Algorithms are an essential feature of data science. So much so that Airbnb, who have a sophisticated data team, recently divided their group into Analytics, Algorithms, and Inference teams, showing how essential algorithms are. Most people have heard of them but are unaware of what exactly they are, or what they do beyond say understanding that Google uses algorithms to ensure spammers don't appear as the number search term on their search engine and Facebook use them to ensure fake news doesn't appear in our timelines. However, the emergence of the algorithm economy is driving uses which go far beyond Google and Facebook and are useful in trying to resolve any kind of business problem.
Any business which is navigating through the digital world and doesn't use algorithms must harness the power of algorithms to enhance their business.

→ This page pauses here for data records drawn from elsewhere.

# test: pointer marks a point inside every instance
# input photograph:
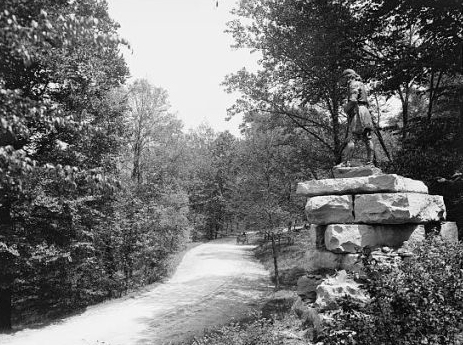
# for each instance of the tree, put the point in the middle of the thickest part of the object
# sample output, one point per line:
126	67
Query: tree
148	117
305	47
59	62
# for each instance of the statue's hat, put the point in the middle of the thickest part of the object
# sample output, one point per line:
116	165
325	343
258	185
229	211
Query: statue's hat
349	72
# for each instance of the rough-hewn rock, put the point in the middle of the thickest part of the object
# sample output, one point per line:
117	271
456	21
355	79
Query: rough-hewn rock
307	285
329	209
317	236
333	289
346	172
398	208
315	260
449	231
308	315
349	238
386	183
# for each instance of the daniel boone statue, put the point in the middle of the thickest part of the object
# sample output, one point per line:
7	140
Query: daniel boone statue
359	123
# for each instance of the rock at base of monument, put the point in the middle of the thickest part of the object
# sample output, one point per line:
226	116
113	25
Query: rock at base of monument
317	236
398	208
334	289
449	231
385	183
351	238
315	260
347	172
307	285
328	209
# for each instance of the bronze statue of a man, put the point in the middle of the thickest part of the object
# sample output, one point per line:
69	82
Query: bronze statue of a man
359	122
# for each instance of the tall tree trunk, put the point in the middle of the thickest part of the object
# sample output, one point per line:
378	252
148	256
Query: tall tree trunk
6	279
275	262
5	307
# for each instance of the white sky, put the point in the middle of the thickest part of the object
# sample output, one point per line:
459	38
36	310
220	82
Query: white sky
180	45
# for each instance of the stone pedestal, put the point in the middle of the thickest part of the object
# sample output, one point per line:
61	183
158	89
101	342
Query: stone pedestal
361	207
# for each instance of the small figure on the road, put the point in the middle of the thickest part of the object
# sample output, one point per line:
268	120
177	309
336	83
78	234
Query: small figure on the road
359	122
242	238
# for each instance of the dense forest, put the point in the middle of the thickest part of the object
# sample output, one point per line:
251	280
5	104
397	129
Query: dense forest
100	182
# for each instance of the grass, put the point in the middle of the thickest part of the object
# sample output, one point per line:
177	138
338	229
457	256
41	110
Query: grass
291	258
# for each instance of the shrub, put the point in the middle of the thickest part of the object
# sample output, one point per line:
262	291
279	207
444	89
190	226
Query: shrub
419	302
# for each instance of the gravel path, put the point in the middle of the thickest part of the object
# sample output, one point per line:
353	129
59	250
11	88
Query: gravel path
215	282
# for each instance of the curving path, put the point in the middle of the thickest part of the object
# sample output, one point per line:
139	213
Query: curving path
214	283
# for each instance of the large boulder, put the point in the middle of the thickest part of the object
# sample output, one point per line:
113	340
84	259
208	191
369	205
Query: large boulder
329	209
347	172
333	289
398	208
317	236
361	185
308	315
350	238
307	286
449	231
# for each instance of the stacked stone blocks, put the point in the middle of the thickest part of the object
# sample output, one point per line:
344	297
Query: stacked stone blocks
361	207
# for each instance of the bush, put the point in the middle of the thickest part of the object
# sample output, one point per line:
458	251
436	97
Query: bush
257	332
419	302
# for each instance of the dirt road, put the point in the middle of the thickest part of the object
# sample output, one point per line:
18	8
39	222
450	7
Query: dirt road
214	283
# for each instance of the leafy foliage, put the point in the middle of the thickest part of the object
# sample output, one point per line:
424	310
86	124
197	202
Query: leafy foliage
419	302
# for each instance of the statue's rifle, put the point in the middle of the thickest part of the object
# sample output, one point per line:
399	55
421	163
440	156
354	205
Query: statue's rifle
380	136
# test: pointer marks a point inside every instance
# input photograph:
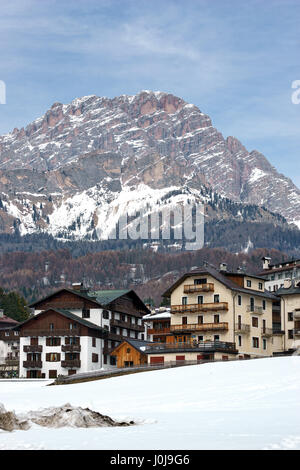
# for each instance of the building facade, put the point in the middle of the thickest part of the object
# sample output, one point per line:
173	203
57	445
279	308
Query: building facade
217	314
75	330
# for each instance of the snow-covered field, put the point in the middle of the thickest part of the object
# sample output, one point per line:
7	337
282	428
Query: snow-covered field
230	405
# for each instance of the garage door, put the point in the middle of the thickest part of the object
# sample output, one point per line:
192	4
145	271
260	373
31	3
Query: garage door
157	360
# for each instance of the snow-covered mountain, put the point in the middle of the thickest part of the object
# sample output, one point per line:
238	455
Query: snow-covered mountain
71	172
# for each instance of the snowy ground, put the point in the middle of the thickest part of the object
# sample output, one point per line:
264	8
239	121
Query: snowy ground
230	405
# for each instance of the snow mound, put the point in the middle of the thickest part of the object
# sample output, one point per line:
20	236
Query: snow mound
57	417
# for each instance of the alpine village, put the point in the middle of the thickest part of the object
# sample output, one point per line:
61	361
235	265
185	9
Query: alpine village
210	313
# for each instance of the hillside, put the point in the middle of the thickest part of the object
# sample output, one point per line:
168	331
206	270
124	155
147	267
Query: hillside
149	273
231	405
72	172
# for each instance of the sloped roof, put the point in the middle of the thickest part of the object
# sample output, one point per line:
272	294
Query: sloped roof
221	278
67	314
105	297
137	344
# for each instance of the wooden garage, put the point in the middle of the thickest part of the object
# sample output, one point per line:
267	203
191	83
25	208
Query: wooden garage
130	353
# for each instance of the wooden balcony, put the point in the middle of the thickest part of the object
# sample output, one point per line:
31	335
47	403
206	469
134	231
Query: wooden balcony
33	348
190	327
70	363
267	332
202	346
40	332
255	309
127	325
195	308
241	328
71	348
32	364
158	331
194	288
296	314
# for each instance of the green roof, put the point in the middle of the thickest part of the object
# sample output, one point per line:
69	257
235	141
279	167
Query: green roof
105	297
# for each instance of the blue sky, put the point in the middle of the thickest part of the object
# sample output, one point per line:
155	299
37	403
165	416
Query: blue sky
235	60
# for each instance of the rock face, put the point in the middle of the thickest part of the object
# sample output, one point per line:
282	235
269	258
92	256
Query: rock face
57	417
80	163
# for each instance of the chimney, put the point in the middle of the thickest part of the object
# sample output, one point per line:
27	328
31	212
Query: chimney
223	267
77	286
266	262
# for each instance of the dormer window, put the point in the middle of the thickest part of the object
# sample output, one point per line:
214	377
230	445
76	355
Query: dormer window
86	313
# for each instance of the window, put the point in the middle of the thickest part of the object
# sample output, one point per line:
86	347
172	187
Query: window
86	313
105	314
53	357
290	334
53	341
290	316
113	361
95	357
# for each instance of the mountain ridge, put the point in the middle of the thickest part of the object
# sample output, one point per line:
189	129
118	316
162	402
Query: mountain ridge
98	150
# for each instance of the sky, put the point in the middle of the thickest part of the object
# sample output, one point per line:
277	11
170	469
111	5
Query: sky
235	60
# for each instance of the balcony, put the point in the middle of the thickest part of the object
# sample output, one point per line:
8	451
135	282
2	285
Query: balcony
32	364
195	308
255	309
38	332
71	348
267	332
191	327
194	288
127	325
33	348
202	346
296	314
241	328
159	331
70	363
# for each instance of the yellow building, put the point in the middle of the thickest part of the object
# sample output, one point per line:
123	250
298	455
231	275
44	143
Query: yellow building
290	315
217	314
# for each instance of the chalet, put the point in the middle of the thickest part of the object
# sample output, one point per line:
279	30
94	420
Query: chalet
290	316
217	314
9	346
74	330
130	353
157	325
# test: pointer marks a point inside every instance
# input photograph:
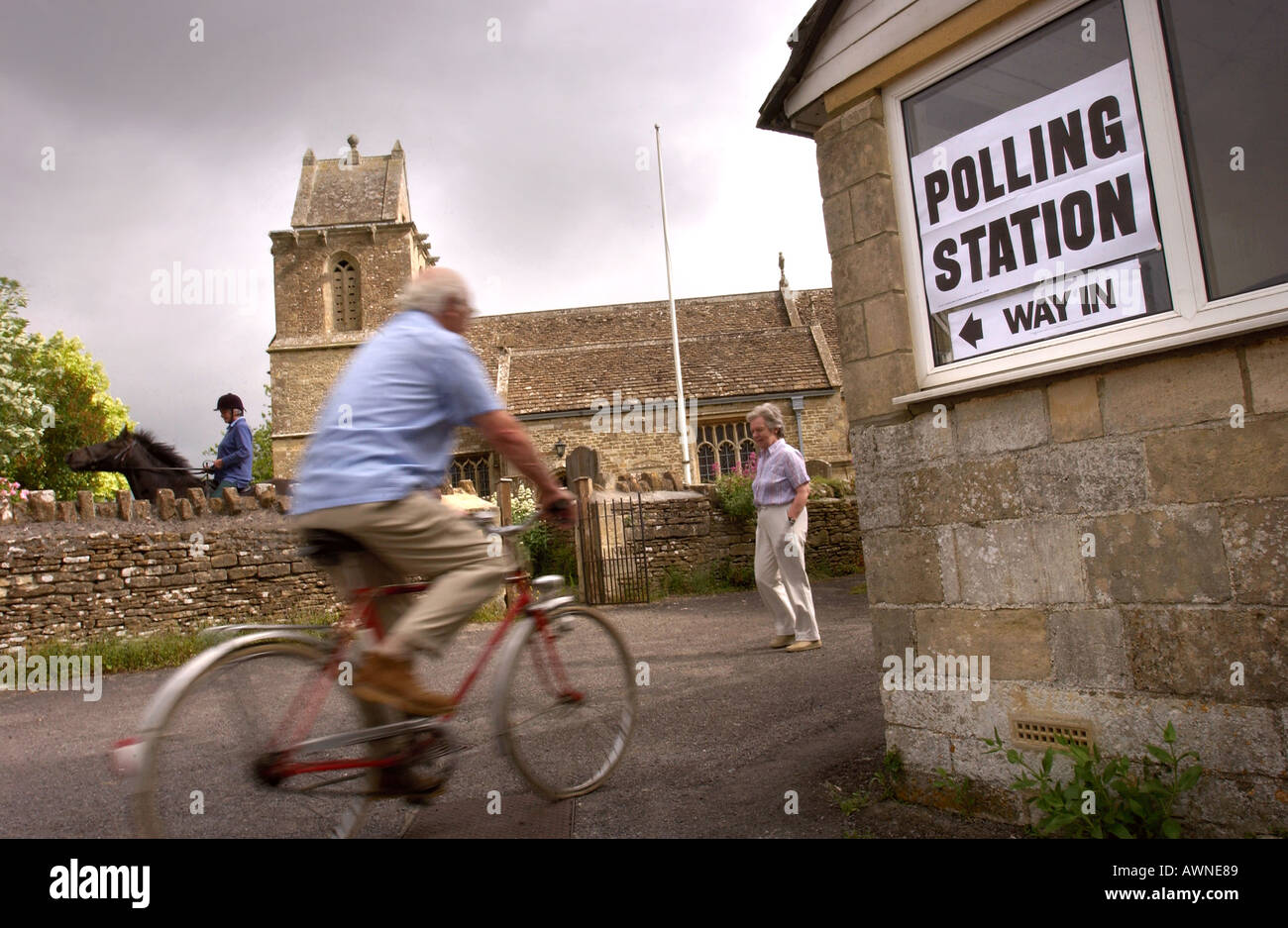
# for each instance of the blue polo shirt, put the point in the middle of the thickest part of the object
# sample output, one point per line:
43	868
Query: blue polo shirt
387	426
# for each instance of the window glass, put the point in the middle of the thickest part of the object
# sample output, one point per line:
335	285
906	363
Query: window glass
1229	67
1030	181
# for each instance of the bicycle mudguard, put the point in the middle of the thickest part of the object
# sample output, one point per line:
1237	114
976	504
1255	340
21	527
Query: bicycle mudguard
159	707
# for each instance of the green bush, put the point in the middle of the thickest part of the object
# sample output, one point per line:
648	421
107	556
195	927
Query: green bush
1124	803
734	497
550	550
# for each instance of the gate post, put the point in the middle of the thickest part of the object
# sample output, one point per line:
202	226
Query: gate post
502	502
584	554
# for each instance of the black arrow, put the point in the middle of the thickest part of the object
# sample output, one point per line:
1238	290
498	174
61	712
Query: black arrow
973	331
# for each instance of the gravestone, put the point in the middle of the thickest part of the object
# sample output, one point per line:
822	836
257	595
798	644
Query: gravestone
583	463
818	468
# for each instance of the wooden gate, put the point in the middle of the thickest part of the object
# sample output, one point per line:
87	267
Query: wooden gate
612	562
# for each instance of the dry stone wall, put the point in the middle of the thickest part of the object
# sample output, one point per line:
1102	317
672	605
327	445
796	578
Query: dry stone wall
76	582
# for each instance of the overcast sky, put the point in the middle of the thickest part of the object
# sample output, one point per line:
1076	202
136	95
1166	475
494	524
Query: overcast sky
523	162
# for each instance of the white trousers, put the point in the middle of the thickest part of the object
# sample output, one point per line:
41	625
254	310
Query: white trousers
781	572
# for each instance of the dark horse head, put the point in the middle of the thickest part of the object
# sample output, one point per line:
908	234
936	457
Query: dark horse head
149	464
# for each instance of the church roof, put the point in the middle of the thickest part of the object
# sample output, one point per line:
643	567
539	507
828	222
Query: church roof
353	188
739	345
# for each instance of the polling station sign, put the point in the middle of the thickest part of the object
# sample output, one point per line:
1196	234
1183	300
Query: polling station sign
1059	179
1057	306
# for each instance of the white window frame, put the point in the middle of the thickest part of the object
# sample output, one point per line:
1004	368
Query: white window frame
1194	318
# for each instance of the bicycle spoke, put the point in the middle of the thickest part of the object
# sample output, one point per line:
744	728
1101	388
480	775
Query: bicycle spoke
567	737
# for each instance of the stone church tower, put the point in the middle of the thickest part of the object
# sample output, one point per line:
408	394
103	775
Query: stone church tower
351	248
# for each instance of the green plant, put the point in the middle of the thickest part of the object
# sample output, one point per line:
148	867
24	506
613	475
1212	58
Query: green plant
881	785
719	576
835	486
550	550
1107	797
734	495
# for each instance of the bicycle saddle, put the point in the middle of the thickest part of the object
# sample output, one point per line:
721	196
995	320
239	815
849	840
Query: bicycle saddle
327	547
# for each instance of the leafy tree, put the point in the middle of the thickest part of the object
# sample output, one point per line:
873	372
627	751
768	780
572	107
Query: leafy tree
262	441
20	406
76	411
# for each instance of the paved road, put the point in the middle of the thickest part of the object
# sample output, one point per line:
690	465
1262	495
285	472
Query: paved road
726	727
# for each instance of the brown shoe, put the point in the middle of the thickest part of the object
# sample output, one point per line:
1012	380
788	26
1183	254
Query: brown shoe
390	682
406	784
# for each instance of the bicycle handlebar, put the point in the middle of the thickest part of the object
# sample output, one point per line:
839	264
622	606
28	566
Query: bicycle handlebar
484	519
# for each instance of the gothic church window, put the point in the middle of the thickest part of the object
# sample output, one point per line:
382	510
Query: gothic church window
346	297
724	445
476	468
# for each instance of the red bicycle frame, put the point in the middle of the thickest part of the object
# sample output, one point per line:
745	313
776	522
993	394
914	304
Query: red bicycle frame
362	614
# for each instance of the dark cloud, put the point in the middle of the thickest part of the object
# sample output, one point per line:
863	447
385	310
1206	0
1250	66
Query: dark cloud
522	161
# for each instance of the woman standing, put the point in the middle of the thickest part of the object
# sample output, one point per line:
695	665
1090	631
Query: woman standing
780	490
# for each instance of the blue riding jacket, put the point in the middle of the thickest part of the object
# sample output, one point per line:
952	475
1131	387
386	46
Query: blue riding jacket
236	451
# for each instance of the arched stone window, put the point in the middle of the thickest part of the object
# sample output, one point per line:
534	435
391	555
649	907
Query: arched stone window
475	467
726	445
346	295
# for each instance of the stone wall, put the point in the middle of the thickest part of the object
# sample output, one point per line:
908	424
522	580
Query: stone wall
1112	538
823	419
75	582
65	580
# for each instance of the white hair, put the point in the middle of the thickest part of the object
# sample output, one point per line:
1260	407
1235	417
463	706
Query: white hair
429	292
773	417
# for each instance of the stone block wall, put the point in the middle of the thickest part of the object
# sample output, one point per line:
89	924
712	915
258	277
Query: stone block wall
68	582
823	419
1115	538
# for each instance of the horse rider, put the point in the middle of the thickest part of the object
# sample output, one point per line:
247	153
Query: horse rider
236	451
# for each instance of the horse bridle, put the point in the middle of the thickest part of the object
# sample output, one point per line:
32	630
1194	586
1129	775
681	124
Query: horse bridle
120	459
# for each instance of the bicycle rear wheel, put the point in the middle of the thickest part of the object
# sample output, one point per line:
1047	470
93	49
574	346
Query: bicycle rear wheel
204	764
565	701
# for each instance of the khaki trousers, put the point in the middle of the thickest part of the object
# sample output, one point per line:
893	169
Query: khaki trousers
415	536
781	572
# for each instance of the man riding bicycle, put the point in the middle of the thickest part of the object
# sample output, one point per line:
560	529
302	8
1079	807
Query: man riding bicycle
381	447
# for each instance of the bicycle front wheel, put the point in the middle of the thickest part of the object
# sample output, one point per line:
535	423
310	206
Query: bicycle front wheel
565	701
205	765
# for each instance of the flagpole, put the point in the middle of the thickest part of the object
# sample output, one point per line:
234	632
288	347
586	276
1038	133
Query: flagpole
675	336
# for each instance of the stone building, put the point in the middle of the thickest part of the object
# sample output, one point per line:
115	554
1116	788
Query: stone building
574	374
601	380
351	248
1059	267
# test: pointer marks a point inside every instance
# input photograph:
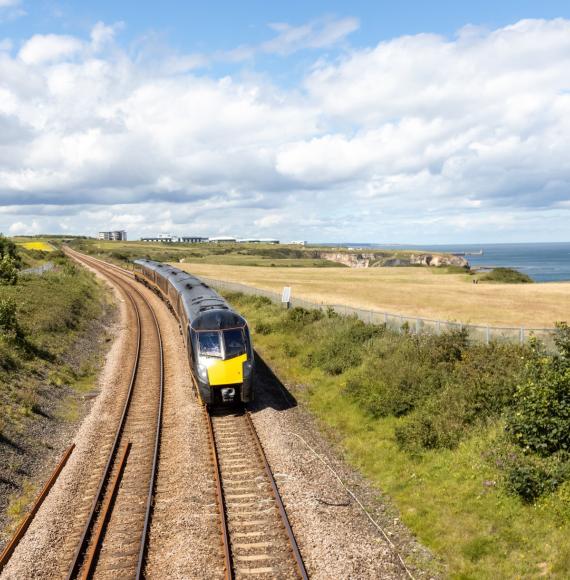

What's the business problem?
Algorithms can solve many business problems. For instance, if recruitment is a big problem in your company and you have plenty of applicants but choosing the best one is turning out to be difficult, algorithms can help reduce say 100 candidates to a pool of five whom the company can then interview. Ensuring that the workforce is not too homogenous can also be done through algorithms, whether because the company wants diversity in the workforce rather than say just employing men, or because they want employees with a diverse range of experiences and personalities.
If fraud is a big problem, an algorithm can be advantageous in identifying the kind of behavior that customers engaged in fraud have shown in the past in actual customers. Imagine the algorithm flagging three transactions out of a base of a few thousand. These suspicious transactions can then be analyzed by employees, whereas it would be economically unrealistic to get staff to analyze each of the several thousand transactions. Enterprises also use algorithms in trying to predict who among candidates for a job may steal from the company itself, vital given the importance of having loyal and honest staff. Imagine there are some important decisions the company's top-level executives need to make about spending or buying over the next year. Algorithms can help those controlling the business by ensuring that, of all the big data the company has that could relate to these spending decisions, it is the critical pieces of information which will end up in front of these executives in reports.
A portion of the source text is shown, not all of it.